Weltmeister im Export und im Jammern
Karstadt/Quelle kämpft
weiter ums Überleben und muss sich um weitere 400 Millionen Euro
verschulden – zu Bedingungen, die sonst nur Sozialhilfeempfängern
zugemutet werden (man munkelt von 20 Prozent Jahreszinsen). Der
Betriebsrat von Opel verkündet stolz, dass er für die Kapitalisten die
geforderte Anzahl von „freiwilligen“ Kündigungen erreicht hat. 5 Millionen
Arbeitslose sind gemeldet – bei drei oder vier Millionen versteckten
Arbeitslosen. Das sind die
Wirtschaftsmeldungen, die durch unseren Blätterwald
rauschen. Dass die deutschen
Kapitalisten in den letzten Jahren ihre Gewinne steigern konnten wie
selten zuvor, dass die deutschen Unternehmen wieder einmal
Exportweltmeister sind, dass die hohe Arbeitslosigkeit nur zum geringsten
Teil von Unternehmen verursacht wird, die in der internationalen
Konkurrenz nicht mithalten können, das wird gezielt
verschwiegen. Gerne wird von
deutschen Ökonomen auf das geringe Wirtschaftswachstum der letzten Jahre
hingewiesen. Die Berechnung des Wirtschaftswachstums liefert aber nur eine
Gesamtsumme, die Gewinner und Verlierer verdeckt. Nehmen wir an, die
Gesamteinkommen der Lohnarbeiter in Deutsch-land, die rund 90 Prozent der
Erwerbspersonen stellen und rund 60 Prozentpunkte des Nationaleinkommens
stellen, sinken insgesamt um 100 Milliarden Euro. Gleichzeitig steigen
aber die kapitalistischen Einkommen, die rund 10 Prozent der
Erwerbspersonen stellen und 40 Prozent des Nationaleinkommens
einstreichen, um ebenfalls 100 Milliarden Euro. In diesem Fall wäre
das Nationaleinkommen nicht gestiegen. Gesamtwirtschaftlich hätten wir
Stagnation, trotz üppig sprudelnder Gewinne.

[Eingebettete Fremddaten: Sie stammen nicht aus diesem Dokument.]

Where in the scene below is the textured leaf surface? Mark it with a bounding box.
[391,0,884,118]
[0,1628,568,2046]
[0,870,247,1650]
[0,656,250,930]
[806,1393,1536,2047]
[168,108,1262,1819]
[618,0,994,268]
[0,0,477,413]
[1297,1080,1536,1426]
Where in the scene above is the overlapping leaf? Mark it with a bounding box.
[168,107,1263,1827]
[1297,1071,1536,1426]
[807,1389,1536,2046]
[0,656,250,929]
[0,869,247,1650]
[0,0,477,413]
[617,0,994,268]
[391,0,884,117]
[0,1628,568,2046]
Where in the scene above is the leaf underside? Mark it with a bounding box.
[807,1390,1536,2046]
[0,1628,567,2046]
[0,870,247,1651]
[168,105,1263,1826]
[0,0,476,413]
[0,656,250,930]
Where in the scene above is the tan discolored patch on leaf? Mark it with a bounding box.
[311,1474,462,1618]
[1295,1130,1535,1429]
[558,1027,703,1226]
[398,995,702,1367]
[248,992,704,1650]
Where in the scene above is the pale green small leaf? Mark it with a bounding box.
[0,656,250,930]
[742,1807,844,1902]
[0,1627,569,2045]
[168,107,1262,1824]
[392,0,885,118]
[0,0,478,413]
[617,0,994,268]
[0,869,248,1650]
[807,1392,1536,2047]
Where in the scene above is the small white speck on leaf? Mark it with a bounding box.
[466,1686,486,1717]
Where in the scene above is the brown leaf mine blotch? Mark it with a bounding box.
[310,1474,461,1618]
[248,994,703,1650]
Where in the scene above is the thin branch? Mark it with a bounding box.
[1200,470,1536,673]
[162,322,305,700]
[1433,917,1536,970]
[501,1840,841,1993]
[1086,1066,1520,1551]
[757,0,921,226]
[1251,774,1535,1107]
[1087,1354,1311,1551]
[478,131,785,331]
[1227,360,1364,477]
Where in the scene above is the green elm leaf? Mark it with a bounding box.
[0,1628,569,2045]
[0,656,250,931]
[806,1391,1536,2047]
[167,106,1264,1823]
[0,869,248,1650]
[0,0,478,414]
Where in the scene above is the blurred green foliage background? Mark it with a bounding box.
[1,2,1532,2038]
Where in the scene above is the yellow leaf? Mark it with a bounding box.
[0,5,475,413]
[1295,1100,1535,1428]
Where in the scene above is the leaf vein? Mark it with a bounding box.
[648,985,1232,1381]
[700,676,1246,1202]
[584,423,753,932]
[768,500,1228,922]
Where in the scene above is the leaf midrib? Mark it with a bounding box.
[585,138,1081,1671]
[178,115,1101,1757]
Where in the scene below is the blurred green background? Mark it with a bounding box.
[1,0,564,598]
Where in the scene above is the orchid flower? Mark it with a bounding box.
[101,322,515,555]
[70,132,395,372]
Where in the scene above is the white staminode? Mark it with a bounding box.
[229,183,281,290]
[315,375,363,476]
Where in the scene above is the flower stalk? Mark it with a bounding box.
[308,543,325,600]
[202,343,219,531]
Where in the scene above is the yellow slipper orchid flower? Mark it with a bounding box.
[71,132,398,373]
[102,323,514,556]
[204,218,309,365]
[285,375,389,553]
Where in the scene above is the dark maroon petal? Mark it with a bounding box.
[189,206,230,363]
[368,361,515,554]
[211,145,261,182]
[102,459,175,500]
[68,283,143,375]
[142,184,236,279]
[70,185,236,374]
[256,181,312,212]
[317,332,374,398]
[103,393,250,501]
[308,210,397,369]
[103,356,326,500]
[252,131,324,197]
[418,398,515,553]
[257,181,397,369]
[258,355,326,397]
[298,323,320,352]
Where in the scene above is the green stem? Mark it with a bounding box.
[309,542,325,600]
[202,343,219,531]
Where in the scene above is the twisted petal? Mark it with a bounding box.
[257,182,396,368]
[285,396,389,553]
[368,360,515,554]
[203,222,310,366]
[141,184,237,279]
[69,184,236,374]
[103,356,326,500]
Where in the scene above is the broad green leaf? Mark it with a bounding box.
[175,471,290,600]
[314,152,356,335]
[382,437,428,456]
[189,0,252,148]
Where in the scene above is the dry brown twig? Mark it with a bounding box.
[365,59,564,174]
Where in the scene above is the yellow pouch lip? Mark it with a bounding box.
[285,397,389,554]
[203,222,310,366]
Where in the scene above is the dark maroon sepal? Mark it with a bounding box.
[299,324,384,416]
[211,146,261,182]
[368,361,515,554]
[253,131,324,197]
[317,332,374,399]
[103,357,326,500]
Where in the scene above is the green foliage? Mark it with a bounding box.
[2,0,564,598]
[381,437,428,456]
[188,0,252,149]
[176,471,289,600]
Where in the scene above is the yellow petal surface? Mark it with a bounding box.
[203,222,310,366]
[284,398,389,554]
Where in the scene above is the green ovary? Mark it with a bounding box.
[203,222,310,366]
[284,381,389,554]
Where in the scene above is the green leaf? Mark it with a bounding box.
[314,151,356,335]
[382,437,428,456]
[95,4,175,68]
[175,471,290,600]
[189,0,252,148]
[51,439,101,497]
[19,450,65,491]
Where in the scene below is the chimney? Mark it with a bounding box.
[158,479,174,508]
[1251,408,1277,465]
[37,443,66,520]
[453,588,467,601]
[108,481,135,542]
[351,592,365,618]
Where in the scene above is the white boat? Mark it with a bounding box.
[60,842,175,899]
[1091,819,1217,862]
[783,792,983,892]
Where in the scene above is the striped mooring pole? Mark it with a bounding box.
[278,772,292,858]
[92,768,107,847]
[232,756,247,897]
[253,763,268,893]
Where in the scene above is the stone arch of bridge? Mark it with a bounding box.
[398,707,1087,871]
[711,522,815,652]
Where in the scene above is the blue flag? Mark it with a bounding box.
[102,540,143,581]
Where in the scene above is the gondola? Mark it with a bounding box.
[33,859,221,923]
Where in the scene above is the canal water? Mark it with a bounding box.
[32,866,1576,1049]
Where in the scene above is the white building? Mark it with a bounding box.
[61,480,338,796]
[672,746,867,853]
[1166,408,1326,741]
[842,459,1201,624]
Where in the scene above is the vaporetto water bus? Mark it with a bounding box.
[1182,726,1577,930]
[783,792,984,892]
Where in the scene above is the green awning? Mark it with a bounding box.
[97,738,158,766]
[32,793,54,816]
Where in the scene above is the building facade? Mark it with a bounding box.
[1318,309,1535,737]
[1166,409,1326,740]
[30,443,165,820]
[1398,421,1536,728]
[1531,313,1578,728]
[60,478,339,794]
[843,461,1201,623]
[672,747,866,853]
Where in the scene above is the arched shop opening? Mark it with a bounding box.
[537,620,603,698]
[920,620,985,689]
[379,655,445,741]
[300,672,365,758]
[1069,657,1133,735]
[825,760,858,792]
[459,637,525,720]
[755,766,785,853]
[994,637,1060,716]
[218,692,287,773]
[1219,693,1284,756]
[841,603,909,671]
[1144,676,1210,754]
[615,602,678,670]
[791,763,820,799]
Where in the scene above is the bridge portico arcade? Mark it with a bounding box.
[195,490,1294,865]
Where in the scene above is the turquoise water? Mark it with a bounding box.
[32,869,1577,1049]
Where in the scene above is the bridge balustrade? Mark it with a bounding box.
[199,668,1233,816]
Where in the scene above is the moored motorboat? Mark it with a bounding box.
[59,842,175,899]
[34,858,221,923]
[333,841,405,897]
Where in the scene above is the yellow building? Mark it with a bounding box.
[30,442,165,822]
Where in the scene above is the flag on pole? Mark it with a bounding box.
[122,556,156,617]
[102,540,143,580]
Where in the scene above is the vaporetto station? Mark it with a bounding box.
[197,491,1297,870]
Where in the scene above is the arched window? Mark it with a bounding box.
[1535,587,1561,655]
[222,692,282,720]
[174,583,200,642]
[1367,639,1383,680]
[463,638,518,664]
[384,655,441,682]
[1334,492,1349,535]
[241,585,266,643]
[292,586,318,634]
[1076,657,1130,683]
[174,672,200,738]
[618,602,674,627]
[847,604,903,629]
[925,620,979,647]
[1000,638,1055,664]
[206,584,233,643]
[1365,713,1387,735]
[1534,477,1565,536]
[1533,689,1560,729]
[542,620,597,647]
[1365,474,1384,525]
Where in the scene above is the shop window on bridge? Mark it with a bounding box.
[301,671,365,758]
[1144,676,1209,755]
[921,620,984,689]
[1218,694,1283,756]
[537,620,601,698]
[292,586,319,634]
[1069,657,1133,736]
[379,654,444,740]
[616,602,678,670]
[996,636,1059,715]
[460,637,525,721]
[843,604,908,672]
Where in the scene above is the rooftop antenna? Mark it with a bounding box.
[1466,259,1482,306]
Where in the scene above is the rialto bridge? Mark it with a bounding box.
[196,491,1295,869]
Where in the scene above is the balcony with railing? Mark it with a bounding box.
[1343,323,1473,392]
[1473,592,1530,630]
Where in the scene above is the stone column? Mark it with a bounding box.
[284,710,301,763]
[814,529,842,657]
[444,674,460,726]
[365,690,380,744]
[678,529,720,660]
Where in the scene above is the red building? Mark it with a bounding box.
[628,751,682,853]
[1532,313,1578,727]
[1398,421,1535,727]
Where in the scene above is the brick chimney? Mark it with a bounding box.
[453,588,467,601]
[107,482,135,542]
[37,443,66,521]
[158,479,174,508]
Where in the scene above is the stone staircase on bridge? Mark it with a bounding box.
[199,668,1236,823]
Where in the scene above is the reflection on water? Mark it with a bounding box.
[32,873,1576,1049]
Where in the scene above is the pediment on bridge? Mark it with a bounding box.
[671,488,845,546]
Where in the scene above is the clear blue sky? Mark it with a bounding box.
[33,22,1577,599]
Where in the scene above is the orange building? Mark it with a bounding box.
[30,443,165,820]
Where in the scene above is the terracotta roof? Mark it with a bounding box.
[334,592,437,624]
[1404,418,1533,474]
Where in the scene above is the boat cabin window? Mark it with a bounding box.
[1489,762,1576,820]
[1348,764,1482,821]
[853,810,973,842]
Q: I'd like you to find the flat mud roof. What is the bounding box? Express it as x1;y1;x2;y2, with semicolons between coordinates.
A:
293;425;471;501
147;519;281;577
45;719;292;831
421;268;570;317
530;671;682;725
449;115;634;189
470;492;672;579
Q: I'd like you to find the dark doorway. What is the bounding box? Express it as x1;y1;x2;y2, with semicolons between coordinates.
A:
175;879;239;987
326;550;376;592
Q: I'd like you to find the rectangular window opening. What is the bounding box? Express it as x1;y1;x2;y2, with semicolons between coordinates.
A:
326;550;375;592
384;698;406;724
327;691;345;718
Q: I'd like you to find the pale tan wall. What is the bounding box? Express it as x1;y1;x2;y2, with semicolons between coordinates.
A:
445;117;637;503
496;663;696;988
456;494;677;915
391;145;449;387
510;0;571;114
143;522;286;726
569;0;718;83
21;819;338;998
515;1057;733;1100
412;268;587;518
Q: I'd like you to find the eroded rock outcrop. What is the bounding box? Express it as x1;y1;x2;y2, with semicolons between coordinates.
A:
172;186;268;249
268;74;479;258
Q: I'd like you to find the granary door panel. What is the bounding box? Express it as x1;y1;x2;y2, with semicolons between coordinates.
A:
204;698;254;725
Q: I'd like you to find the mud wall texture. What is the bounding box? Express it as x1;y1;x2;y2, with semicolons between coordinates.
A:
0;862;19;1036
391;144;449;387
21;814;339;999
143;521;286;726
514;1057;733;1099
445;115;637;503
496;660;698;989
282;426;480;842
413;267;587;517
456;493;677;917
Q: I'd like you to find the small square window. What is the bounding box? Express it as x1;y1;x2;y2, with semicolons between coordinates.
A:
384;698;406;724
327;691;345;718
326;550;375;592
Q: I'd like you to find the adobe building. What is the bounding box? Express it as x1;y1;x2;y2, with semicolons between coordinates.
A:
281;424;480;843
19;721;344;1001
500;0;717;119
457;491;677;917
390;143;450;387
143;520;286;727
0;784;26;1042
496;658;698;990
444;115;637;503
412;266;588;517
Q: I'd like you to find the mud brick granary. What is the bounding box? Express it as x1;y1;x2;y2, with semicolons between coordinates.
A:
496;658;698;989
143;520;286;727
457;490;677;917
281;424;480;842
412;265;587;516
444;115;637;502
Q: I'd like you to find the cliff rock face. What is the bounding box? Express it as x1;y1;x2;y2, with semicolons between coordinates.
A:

Unsere Medien verbreiten dann
großes Jammergeschrei über die schlechte Wirtschaftslage, und die
Kapitalisten lachen sich ins Fäustchen. Genau das war die
wirtschaftliche Lage der letzten Jahre. Nachweisen lässt sich das
gesamtwirtschaftlich am Sinken der Lohnquote. Ablesen lässt sich das auch
an der Steigerung der Arbeitsproduktivität, deren Vorteil allein die
Kapitalisten einstreichen: Die Lohnstückkosten sanken, weniger
Lohnarbeiter schufen gleich viel oder mehr Waren und Dienstleistungen. Die
kapitalistischen Gewinne stiegen, die Löhne stagnierten oder
sanken. Die obige Grafik zeigt
die Entwicklung der deutschen Wettbewerbs-fähigkeit innerhalb der
Europäischen Union. Die Lohnstückkosten der deutschen Kapitalisten sanken
absolut um rund 10 Prozent seit 1999. Gegenüber den französischen und
italienischen Konkurrenten sanken die deutschen Lohnstückkosten relativ
fast um 40 Prozent. Das ist der Grund, warum der deutsche Export weiter
boomt, obwohl der Eurokurs gegenüber dem Dollar rund 20 Prozent zugelegt
hat. Der britische
„Economist“ schreibt: „Ökonomen von ABN Amro schätzen, dass die
Arbeitskosten in Deutschland inzwischen niedriger sind als in
Italien.“ (The Economist, 19.02.05). Deutschland war in den
letzten fünf Jahren das einzige G7-Land, das seinen Exportanteil auf dem
Weltmarkt ausweiten konnte. Der „Economist“ kommt zu dem Schluss: „Die landläufige Vorstellung, dass Deutschland wegen höher Löhne nicht konkurrenzfähig sei, scheint nicht zu stimmen.“ (The Economist, 19.02.05).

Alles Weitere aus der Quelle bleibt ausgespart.